California residents work hard on estate plans. Your loved ones likely tried to take care of as much as possible before passing. This is so you would not have to deal with as much complex litigation. Unfortunately, life is not always predictable. Situations come up in which your loved one may fall into debt and pass away before they can pay it off.
In this sort of situation, where does that leave you? How do you have to handle the debts that a loved one or relative left behind?
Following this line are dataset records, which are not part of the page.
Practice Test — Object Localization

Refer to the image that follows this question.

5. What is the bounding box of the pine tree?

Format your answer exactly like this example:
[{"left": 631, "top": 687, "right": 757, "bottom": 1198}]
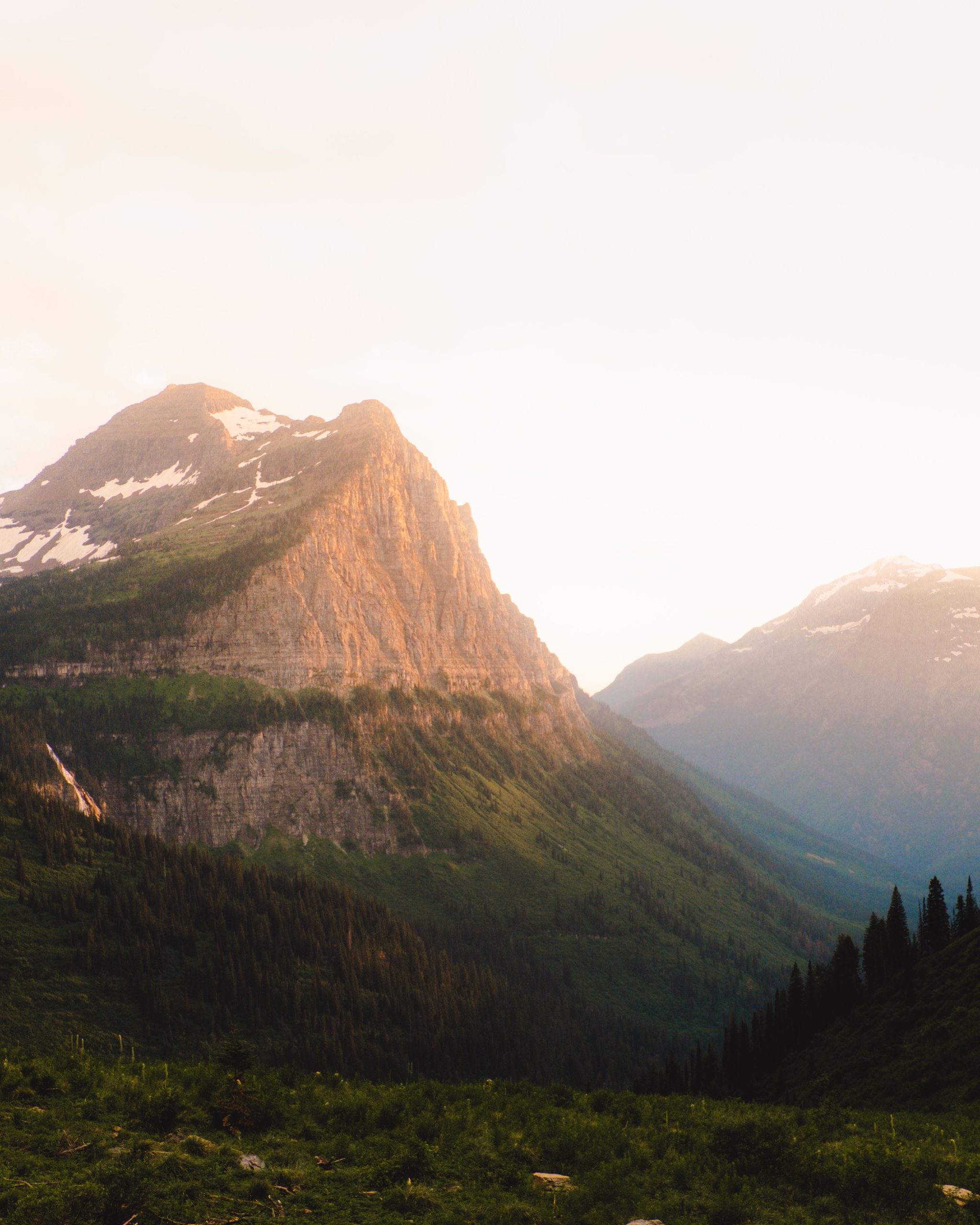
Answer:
[
  {"left": 787, "top": 962, "right": 806, "bottom": 1050},
  {"left": 829, "top": 935, "right": 861, "bottom": 1017},
  {"left": 949, "top": 893, "right": 967, "bottom": 940},
  {"left": 958, "top": 876, "right": 980, "bottom": 936},
  {"left": 923, "top": 876, "right": 949, "bottom": 953},
  {"left": 861, "top": 910, "right": 888, "bottom": 992},
  {"left": 884, "top": 886, "right": 912, "bottom": 974}
]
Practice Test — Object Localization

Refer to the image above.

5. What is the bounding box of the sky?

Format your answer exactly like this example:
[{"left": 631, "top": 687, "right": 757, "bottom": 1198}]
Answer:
[{"left": 0, "top": 0, "right": 980, "bottom": 691}]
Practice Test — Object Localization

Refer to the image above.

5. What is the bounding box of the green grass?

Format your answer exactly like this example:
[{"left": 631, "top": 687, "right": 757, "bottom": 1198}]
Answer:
[{"left": 0, "top": 1053, "right": 980, "bottom": 1225}]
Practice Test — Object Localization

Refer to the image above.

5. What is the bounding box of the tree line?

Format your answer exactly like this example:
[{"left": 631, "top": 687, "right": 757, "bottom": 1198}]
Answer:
[
  {"left": 636, "top": 876, "right": 980, "bottom": 1098},
  {"left": 0, "top": 767, "right": 664, "bottom": 1084}
]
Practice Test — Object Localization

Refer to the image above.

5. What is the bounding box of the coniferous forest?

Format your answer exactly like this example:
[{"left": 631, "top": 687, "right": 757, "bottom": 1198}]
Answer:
[{"left": 637, "top": 876, "right": 980, "bottom": 1100}]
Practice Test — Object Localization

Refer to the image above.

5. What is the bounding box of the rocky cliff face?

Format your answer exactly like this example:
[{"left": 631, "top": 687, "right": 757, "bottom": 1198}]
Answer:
[
  {"left": 0, "top": 385, "right": 594, "bottom": 853},
  {"left": 104, "top": 723, "right": 409, "bottom": 853},
  {"left": 0, "top": 385, "right": 575, "bottom": 711},
  {"left": 163, "top": 403, "right": 571, "bottom": 692},
  {"left": 88, "top": 697, "right": 598, "bottom": 854}
]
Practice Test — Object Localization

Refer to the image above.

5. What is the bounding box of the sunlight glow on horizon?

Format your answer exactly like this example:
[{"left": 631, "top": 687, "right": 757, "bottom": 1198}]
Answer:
[{"left": 0, "top": 0, "right": 980, "bottom": 691}]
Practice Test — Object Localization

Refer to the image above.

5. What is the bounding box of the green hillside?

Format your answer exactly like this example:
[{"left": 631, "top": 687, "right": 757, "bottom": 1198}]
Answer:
[
  {"left": 579, "top": 695, "right": 911, "bottom": 928},
  {"left": 772, "top": 931, "right": 980, "bottom": 1110},
  {"left": 0, "top": 675, "right": 836, "bottom": 1041}
]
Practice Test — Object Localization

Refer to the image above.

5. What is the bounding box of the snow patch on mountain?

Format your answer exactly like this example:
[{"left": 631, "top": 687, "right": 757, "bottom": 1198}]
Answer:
[
  {"left": 86, "top": 459, "right": 200, "bottom": 502},
  {"left": 7, "top": 510, "right": 115, "bottom": 573},
  {"left": 861, "top": 578, "right": 909, "bottom": 591},
  {"left": 803, "top": 612, "right": 871, "bottom": 638},
  {"left": 0, "top": 519, "right": 31, "bottom": 555},
  {"left": 211, "top": 404, "right": 284, "bottom": 442},
  {"left": 813, "top": 554, "right": 942, "bottom": 604}
]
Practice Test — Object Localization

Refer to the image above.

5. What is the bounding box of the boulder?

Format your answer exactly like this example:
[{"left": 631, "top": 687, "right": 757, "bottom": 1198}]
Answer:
[{"left": 534, "top": 1173, "right": 571, "bottom": 1191}]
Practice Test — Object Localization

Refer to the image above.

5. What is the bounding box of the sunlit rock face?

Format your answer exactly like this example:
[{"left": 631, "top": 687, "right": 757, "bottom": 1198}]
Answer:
[{"left": 0, "top": 383, "right": 575, "bottom": 711}]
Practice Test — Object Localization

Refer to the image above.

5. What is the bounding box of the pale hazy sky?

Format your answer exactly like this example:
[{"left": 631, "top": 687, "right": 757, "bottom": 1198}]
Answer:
[{"left": 0, "top": 0, "right": 980, "bottom": 690}]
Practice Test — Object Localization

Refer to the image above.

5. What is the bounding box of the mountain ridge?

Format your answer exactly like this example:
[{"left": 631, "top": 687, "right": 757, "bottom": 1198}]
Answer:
[{"left": 605, "top": 557, "right": 980, "bottom": 872}]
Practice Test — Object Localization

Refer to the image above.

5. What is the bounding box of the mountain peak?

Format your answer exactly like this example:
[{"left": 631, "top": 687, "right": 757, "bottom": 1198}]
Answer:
[
  {"left": 594, "top": 634, "right": 728, "bottom": 711},
  {"left": 0, "top": 383, "right": 577, "bottom": 712}
]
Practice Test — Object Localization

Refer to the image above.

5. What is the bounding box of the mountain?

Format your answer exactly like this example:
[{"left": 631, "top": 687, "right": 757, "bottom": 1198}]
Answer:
[
  {"left": 600, "top": 557, "right": 980, "bottom": 873},
  {"left": 593, "top": 634, "right": 728, "bottom": 711},
  {"left": 579, "top": 693, "right": 925, "bottom": 923},
  {"left": 0, "top": 383, "right": 573, "bottom": 707},
  {"left": 0, "top": 385, "right": 883, "bottom": 1041}
]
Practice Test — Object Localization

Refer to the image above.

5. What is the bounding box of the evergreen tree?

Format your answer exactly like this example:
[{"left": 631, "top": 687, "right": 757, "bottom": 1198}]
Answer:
[
  {"left": 787, "top": 962, "right": 806, "bottom": 1050},
  {"left": 958, "top": 876, "right": 980, "bottom": 936},
  {"left": 884, "top": 886, "right": 913, "bottom": 974},
  {"left": 923, "top": 876, "right": 949, "bottom": 953},
  {"left": 949, "top": 893, "right": 967, "bottom": 940},
  {"left": 828, "top": 934, "right": 861, "bottom": 1018},
  {"left": 861, "top": 910, "right": 888, "bottom": 992}
]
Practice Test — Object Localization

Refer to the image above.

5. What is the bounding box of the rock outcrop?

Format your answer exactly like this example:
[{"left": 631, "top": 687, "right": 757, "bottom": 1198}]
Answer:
[{"left": 0, "top": 385, "right": 576, "bottom": 712}]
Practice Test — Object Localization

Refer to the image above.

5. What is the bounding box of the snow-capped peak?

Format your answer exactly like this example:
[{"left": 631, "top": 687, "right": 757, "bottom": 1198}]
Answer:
[
  {"left": 811, "top": 554, "right": 942, "bottom": 604},
  {"left": 211, "top": 404, "right": 285, "bottom": 442}
]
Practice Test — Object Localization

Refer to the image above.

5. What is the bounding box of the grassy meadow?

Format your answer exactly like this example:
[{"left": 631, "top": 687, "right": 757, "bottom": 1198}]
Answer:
[{"left": 0, "top": 1053, "right": 980, "bottom": 1225}]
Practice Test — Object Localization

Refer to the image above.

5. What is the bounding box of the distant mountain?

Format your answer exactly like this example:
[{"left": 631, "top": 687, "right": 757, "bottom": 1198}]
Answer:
[
  {"left": 0, "top": 383, "right": 884, "bottom": 1040},
  {"left": 579, "top": 695, "right": 925, "bottom": 924},
  {"left": 591, "top": 634, "right": 728, "bottom": 711},
  {"left": 610, "top": 557, "right": 980, "bottom": 872}
]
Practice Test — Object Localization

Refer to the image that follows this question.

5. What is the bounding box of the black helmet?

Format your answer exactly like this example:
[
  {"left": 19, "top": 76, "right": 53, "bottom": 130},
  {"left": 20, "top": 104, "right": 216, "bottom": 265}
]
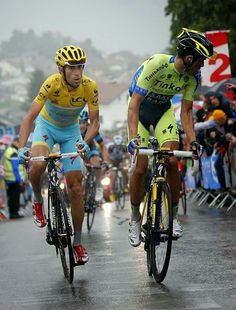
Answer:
[{"left": 177, "top": 28, "right": 216, "bottom": 58}]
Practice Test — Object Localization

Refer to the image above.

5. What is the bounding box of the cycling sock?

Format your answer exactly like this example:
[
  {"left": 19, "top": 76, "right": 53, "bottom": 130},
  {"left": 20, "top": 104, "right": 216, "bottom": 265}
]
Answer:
[
  {"left": 172, "top": 202, "right": 179, "bottom": 218},
  {"left": 73, "top": 230, "right": 82, "bottom": 245},
  {"left": 131, "top": 202, "right": 140, "bottom": 222},
  {"left": 34, "top": 192, "right": 43, "bottom": 203}
]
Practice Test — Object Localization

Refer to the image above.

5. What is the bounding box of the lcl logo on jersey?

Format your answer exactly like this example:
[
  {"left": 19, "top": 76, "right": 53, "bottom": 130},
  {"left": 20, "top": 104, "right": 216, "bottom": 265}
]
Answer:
[{"left": 70, "top": 97, "right": 85, "bottom": 107}]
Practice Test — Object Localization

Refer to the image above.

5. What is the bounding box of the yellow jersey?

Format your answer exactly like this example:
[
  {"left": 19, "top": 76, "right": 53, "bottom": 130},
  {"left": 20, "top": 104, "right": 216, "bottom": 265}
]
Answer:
[{"left": 34, "top": 73, "right": 99, "bottom": 127}]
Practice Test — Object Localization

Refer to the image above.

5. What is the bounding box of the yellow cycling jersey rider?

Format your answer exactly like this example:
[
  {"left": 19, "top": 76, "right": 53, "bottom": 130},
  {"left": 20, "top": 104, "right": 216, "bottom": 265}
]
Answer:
[{"left": 34, "top": 73, "right": 99, "bottom": 127}]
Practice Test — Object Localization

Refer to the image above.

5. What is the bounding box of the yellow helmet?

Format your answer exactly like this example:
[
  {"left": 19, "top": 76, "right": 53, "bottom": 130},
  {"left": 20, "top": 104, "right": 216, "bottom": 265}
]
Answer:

Does the debt move on to family members?
The Federal Trade Commission discusses lingering debts of deceased loved ones or relatives. You must understand who holds the responsibility for paying these debts off. The first thing to know is that a deceased individual’s estate often covers their debts. Creditors can claim and liquidate assets to cover any debts remaining. But what if the estate does not cover these debts? In that case, they often go unpaid.
Handling debt collectors
Fortunately for many, there is no legal obligation to pay back debts of any relative or loved one who is not a spouse. Even if the deceased person is your spouse, probate law can limit your obligations. You hold more obligations if you are the deceased person’s representative. But even then, you are not obligated to speak with debt collectors. You may want to do so to resolve matters, though.
Know how to deal with debt collectors in general, too. Keep an eye out for scammers who scan obituaries hoping to get things from you. Understand the information debt collectors are and are not allowed to share. Above all, understand when you can turn debt collectors away and how to do so.